Maintenant mettez dans le parterre tous ces jeunes inconnus qui seront demain Hoche, Marceau, Vergniaud, Danton peut-être, et songez à l’effet que devait produire sur ces cœurs enflammés cette émouvante mélopée. Dans le Droit du seigneur, les vieilles querelles, les impardonnables offenses reparaissent : tout un village révolté crie vengeance contre le jeune et félon châtelain ravisseur de Babet, et l’amoureux de la jolie rosière, le hardi garçon qui mène la bande, ce n’est plus le Colin, le Lubin d’autrefois, c’est un hussard, un futur héros. La musique n’est que de l’émotion écrite ; il faut que le mouvement de la Marseillaise fût partout dans les chansons et les morceaux d’ensemble de cette période, car plus tard, lorsqu’il s’agit de composer l’hymne du 10 août, Catel n’eut en quelque sorte qu’à se souvenir. « Les deux premières mesures de son héroïque mélodie sont empruntées notes pour notes à une des phrases de Martini, phrase dans laquelle se trouve aussi, comme dans l’air du bûcheron, un pressentiment de la Marseillaise. » À la bonne heure, voilà de la critique intelligente, avec des points de vue et du pittoresque ! Il s’en faut que les divers chapitres du volume aient tous l’intérêt de ce morceau. Tous dénotent cependant du goût et du talent dans l’emploi des matériaux mis en œuvre de l’érudition, tout le monde en a, la grande affaire est de savoir tirer parti de ce qu’on possède, d’avoir la main habile et prompte à saisir le trait caractéristique d’une époque, à lier les rapports et dégager l’anecdote, de n’être ni ennuyeux ni frivole, et de savoir entrer en son sujet, s’y installer et le produire sous ses aspects divers. le ne connaissais M. Eugène Gautier que par ses opéras représentés à Favart, entre autres le Mariage extravagant, charmante musique, toute de verve et d’esprit, qui lui aura sans doute valu cette rare fortune d’obtenir un poème de M. Octave Feuillet, la Clé d’or.
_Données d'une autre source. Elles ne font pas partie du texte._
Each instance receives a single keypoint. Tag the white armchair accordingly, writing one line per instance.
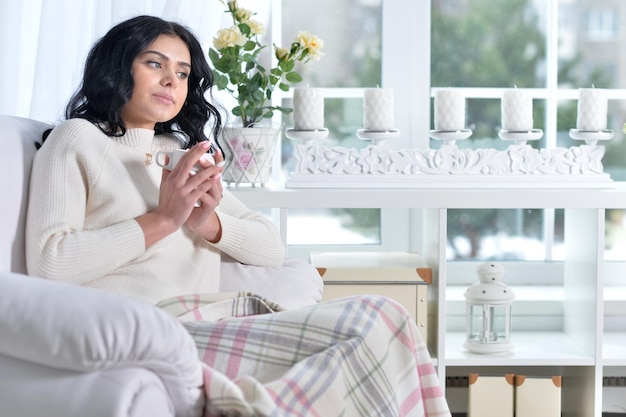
(72, 351)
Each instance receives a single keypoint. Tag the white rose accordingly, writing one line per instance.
(229, 37)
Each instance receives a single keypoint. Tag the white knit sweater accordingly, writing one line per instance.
(87, 188)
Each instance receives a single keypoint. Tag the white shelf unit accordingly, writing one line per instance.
(583, 353)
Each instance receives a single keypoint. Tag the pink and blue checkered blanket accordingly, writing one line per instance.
(359, 356)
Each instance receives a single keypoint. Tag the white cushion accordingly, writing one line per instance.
(17, 138)
(83, 329)
(30, 389)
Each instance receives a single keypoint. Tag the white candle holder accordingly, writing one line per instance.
(591, 137)
(449, 137)
(377, 136)
(520, 137)
(306, 136)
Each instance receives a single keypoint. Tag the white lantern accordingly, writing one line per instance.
(488, 309)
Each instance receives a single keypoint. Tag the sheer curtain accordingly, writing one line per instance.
(44, 44)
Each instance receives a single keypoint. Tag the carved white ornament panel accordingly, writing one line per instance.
(518, 165)
(449, 159)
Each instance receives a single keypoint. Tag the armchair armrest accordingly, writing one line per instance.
(82, 329)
Et maintenant que j’ai lu son livre, le ne puis que féliciter le Conservatoire de s’être adjoint un pareil professeur d’histoire et d’esthétique musicales.

L’occasion m’est trop rare de parler des ouvrages qui se publient sur la musique, et le ne la laisserai pas échapper sans dire quelques mots d’un traité sur la voix dont les plus habiles auront à profiter. Voci e Cantanti, ces pages sont écrites dans la langue de Porpora et nous viennent en droite ligne d’Italie, désormais la patrie adoptive de l’auteur, qui, mal récompensé sinon méconnu à Paris, a fini par aller demander à Milan et à Florence la juste consécration de ses travaux et de son mérite. Tous, ceux qui. portent intérêt à ce bel art du chant connaissent de près ou de loin l’enseignement de M. Panofka, — enseignement raisonné, sévère, un peu abstrait et s’appuyant sur les principes du grand professorat en honneur au dernier siècle. Restaurer en Italie même une méthode qui fut jadis une des gloires de l’Italie, c’était pour un étranger faire œuvre nationale ; aussi tous les conservatoires du royaume l’ont accueilli spontanément. Technique et spécial comme il sied à un traité, le livre de M. Panofka touche à des questions d’un ordre plus général, à la physiologie par exemple : les conditions bonnes ou mauvaises de la voix à l’état naturel y sont l’objet d’études curieuses ; vous apprenez par quels moyens on arrive tantôt à déguiser d’incurables défauts, tantôt, à donner tout leur essor aux qualités latentes. Apprendre n’est point tout dans un art qui, comme le chant, a sa partie imitative, et quel avantage pour l’artiste, si ces voix qu’il n’a pu matériellement apprécier, ces voix illustres, légendaires des David, des Braham, des Donzelli, des Rubini, des Nourrit, des Duprez, lui sont rendues avec une précision photographique par un maître qui les a non-seulement toutes entendues, mais qui les a toutes aimées, senties ! L’ancien professorat faisait durer les voix qu’il élevait ; nous autres, nous les tuons. Je recommande aux esprits que ce sujet préoccupe les chapitres sur les fatigues vocales, le timbre, la respiration, l’attaque, la prononciation (quelle que soit la langue où l’on s’exerce) et sur la recherche du son : tout cela est judicieusement observé, clairement énoncé, vrai et opportun.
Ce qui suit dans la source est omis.